Frog Pose - A Breakdown Of Mandukasana
As far as hip openers go, Frog Pose is among the more challenging poses out there. Focusing on the hips and groin muscles, this deep hip opening posture is as much about concentrating on your breathing as it is about working that area of the body. You'll find that Frog Pose can get pretty extreme, and this is why you will need to increase the awareness of your breathing when you practice this posture.
Due to this intense nature of the pose, beginners will want to try other hip openers first, and then work their way up to Frog Pose. Frog Pose is more suitable for intermediate to advanced skill levels to practice. But with plenty of preparation beforehand, like practicing less intense postures such as Child's Pose, you will find your flexibility opening up for Frog Pose in no time.
The Benefits Of Frog Pose
There’s more to Frog Pose than just opening the hips. While the pose puts a major emphasis on the muscles of the inner thighs, stretching this part of the body will also engage your core. So anyone who spends a lot of time in a seated position at work or home will find Frog Pose rather advantageous for reducing the muscle tension and tightness that can occur as a result.
All that time sitting can do a real number on your back and your hips. But when you practice Frog Pose with any level of regularity, the tightness can be reversed and increase your mobility and flexibility. Frog Pose can also improve your overall posture while promoting circulation at the same time.
How To Do Frog Pose
Regardless of your skill level, take care when getting into this position. Be sure you are fully warmed up first by doing lunges and sun salutations to help open the hips and get the body ready for deep stretching. You may even want to start in Child's Pose first to get your knees ready for the stretches you're about to perform.
- Start on all fours along the edge of your mat.
- Bring the knees out wide, past your hips. Your feet should be flexed so that the toes are facing out and your heels positioned behind your knees.
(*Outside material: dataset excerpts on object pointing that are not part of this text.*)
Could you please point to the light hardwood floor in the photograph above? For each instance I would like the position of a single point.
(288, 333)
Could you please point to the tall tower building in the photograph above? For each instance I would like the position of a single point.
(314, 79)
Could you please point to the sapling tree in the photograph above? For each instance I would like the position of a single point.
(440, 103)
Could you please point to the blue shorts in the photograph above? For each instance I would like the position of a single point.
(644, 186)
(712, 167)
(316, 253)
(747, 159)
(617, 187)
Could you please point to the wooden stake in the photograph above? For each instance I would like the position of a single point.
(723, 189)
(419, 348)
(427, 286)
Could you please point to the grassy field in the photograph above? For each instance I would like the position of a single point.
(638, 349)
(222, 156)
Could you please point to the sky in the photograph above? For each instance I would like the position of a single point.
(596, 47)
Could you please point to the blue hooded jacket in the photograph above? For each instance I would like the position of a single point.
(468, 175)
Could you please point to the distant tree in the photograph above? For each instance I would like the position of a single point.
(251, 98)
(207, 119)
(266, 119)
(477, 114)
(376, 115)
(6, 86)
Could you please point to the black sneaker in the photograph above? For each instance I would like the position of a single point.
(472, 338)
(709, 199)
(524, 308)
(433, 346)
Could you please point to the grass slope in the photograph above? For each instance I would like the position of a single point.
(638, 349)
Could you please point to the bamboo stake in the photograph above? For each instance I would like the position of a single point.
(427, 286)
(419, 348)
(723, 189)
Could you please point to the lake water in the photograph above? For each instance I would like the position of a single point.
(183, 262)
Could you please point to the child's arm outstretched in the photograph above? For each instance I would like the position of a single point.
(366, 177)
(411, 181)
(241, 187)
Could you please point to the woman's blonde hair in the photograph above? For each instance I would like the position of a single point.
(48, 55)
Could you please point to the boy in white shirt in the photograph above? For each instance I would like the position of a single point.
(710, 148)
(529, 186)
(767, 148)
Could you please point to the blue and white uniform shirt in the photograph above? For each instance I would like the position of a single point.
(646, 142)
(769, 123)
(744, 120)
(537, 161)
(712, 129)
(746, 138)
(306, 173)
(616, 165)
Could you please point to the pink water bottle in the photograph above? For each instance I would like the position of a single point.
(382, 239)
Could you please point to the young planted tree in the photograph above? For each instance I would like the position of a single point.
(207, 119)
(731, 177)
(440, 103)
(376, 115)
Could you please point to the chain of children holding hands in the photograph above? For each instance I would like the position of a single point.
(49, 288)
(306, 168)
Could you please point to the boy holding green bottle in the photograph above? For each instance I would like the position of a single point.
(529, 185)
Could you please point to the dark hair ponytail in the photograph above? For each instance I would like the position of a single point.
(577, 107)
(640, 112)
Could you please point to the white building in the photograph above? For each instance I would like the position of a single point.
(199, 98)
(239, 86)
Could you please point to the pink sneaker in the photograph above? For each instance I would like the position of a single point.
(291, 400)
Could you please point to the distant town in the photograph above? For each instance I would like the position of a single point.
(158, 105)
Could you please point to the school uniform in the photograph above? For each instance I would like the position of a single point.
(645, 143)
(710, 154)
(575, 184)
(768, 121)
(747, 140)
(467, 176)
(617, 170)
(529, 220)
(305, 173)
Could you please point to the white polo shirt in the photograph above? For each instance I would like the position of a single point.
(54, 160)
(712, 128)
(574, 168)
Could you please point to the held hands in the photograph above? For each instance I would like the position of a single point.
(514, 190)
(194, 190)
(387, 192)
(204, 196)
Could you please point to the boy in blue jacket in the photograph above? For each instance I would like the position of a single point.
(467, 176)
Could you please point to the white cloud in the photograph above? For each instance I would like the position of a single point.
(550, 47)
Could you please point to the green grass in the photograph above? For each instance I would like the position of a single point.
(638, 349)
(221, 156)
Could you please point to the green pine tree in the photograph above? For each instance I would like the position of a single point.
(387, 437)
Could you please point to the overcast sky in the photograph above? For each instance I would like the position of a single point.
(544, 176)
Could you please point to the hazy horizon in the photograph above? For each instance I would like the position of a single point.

If this is uncomfortable, bring the knees back closer to one another or place a blanket or towel under your knees.
- Place your hands forward where you feel most comfortable with the forearms on the ground or placed on top of a block.
- Point the top of your head forward.
- Draw your tailbone backward.
- Maintain the position of the knees so they are placed under your hips.
- Bring your belly up from the floor.
- Hold the pose for as long as you feel comfortable - whether that's thirty seconds or two minutes is up to you. Just make sure you're not forcing yourself to hold the pose for longer than you should. Listen to your body, and if something hurts stop.
Some Adjustments To Frog Pose
Even skilled veterans may find Frog Pose a little too challenging at first. Always take it easy when you're working with this pose by starting slow and making any adjustments necessary to ease discomfort and avoid potential injury. Here are some things to remember as you start:
- Find your comfort zone and stick with it. If that means shuffling around to get your hips to open a little further or to cat/cow your back to make the pose more comfortable, then feel free to do that.
- Use accessories when necessary. A bolster under the chest to support your upper body or a blanket or towel under the knees to support your legs will do wonders for your ability to perform and hold Frog Pose.
Variations On Frog Pose
Try these variants to get even more benefit from Frog Pose.
While resting on your stomach, hold only one of your legs straight instead of two and draw the other one in line with the hips. Hold the position for your desired length and then repeat the variation on the opposite leg.
Frog At The Wall Variation
Lie down and place your hips against a wall with your legs positioned up. Spread them apart while bending the knees and placing both feet on the wall. Slide a block under each foot so you can deepen the pose. If you feel your pelvis coming up, bring your hips away from the wall just a little.
Advanced Frog Pose
After you are able to perform Frog Pose free of discomfort or difficulty, you can make some adjustments to your body position to create more of a challenge for yourself. Concentrate on the knees by putting more space in between them, and do the same thing with the feet to bring more intensity to the pose. You might also lower your torso and hips down closer to the floor.
Some Warnings To Consider
When you're practicing Frog Pose, watch out for any tingling sensation you might feel in your arms as you have them extended out. If you do, try some adjustments to ease that discomfort. Lie your forehead onto your hands or choose to extend just one arm out instead of both. But if you really must extend both at the same time, bend your elbows to alleviate the pressure.
Pregnant women who are past the first trimester should not do Frog Pose. That's not to suggest hip opener poses must be avoided entirely, but choose something less intense. Anyone with injuries or physical limitations in the knees, ankles, lower back, groin, or hip areas should also avoid this pose. These issues can be exacerbated during Frog Pose. You don't want to make these injuries worse when the whole point of yoga is to make your mind and body feel better.
Much like any yoga pose, refrain from forcing yourself into it. Some postures are easier than others, of course, but for more advanced poses such as this, it's best to take it slow and steady. Don't overdo it and don't push yourself to execute any pose you're not yet physically prepared to do, especially this one.